La galerie marchande de Vénissy au rayon des souvenirs

Après un long désamiantage des garages et des locaux commerciaux, la démolition de la galerie marchande de Vénissy a enfin pu commencer. C’est un pan de l’histoire des Minguettes et de ses habitants qui disparaît.

Ce chantier s’inscrit dans le vaste programme de restructuration qui ambitionne de transformer l’ancien centre commercial en un véritable quartier. Sur une surface globale de 4,5 hectares, avec ses 300 logements répartis entre locatif et accession, ses 2 500 m2 de bureaux et de services et ses 8 200 m2 de commerces (dont les supermarchés Casino et ED), le tout distribué autour d’une vaste place centrale, Vénissy a vocation à devenir le cœur des Minguettes.
C’est l’opération phare du Grand projet de ville (GPV) des Minguettes. C’est également l’aboutissement d’une réflexion engagée à la fin des années quatre-vingt-dix, quand il est apparu évident, après plusieurs et vaines tentatives d’amélioration, que la galerie marchande construite en 1970 ne retrouverait jamais un fonctionnement satisfaisant. Les acteurs publics (Ville, Grand Lyon, État, ANRU…) s’étaient alors lancés dans une patiente politique de rachat des garages et des locaux commerciaux, en vue d’engager ce lourd programme de démolition-reconstruction.

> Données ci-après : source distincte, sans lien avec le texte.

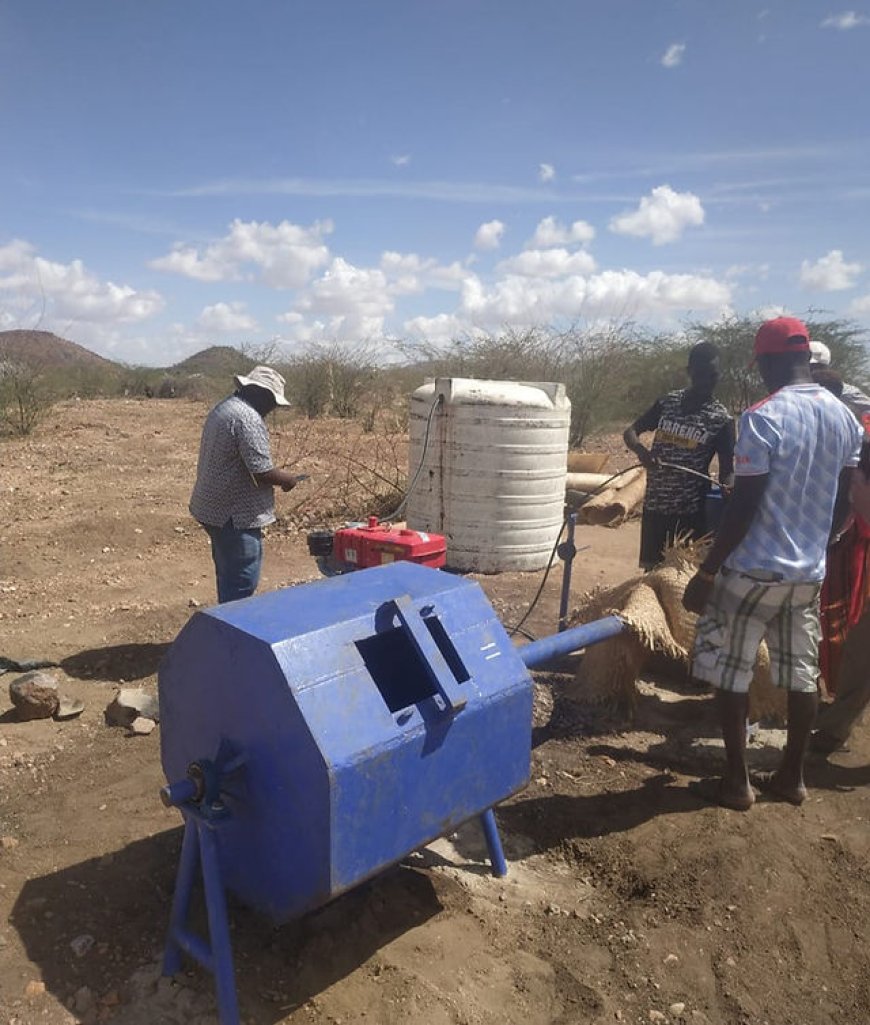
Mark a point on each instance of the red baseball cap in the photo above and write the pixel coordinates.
(783, 334)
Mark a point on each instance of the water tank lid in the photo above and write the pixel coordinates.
(479, 392)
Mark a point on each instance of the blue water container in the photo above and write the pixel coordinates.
(713, 508)
(362, 718)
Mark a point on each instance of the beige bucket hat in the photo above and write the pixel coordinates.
(267, 378)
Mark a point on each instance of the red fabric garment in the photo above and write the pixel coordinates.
(844, 596)
(861, 578)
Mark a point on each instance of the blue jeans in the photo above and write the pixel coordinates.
(238, 558)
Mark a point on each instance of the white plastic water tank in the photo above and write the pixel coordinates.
(493, 477)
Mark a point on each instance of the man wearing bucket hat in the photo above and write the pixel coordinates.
(820, 361)
(763, 573)
(233, 496)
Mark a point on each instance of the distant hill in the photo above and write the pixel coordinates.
(48, 351)
(213, 362)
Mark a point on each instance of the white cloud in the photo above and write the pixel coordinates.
(350, 302)
(69, 291)
(225, 318)
(845, 21)
(285, 255)
(830, 274)
(489, 235)
(548, 263)
(551, 233)
(520, 300)
(439, 329)
(661, 216)
(672, 56)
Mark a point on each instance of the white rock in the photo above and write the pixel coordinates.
(34, 695)
(129, 703)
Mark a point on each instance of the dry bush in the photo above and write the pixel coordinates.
(25, 398)
(332, 379)
(354, 474)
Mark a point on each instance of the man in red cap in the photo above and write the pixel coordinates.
(763, 573)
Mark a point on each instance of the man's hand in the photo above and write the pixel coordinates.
(291, 483)
(697, 593)
(646, 457)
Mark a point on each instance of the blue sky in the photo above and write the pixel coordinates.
(179, 174)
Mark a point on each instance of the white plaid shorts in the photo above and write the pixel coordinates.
(741, 611)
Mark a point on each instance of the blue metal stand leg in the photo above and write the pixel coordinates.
(181, 898)
(218, 927)
(499, 865)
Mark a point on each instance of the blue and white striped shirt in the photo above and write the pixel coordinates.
(802, 438)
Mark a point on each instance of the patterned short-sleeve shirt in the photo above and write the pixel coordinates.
(234, 447)
(801, 437)
(686, 437)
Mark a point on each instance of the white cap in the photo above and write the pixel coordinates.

De l’ancienne galerie ne restera que la Maison des services publics, construite au début des années 2000 par la Ville de Vénissieux, l’État et le Conseil général, pour y loger une mairie annexe, un point préfecture et une antenne du Département. Ces trois services continuent donc de fonctionner au cœur du chantier. En tout cas ils s’y efforcent. Le premier jour des travaux, lundi dernier, a en effet été marqué par la section d’un câble qui a privé le point préfecture de liaison informatique. L’activité des services de l’État, en particulier la délivrance des cartes grises, n’a pu reprendre que ce jeudi.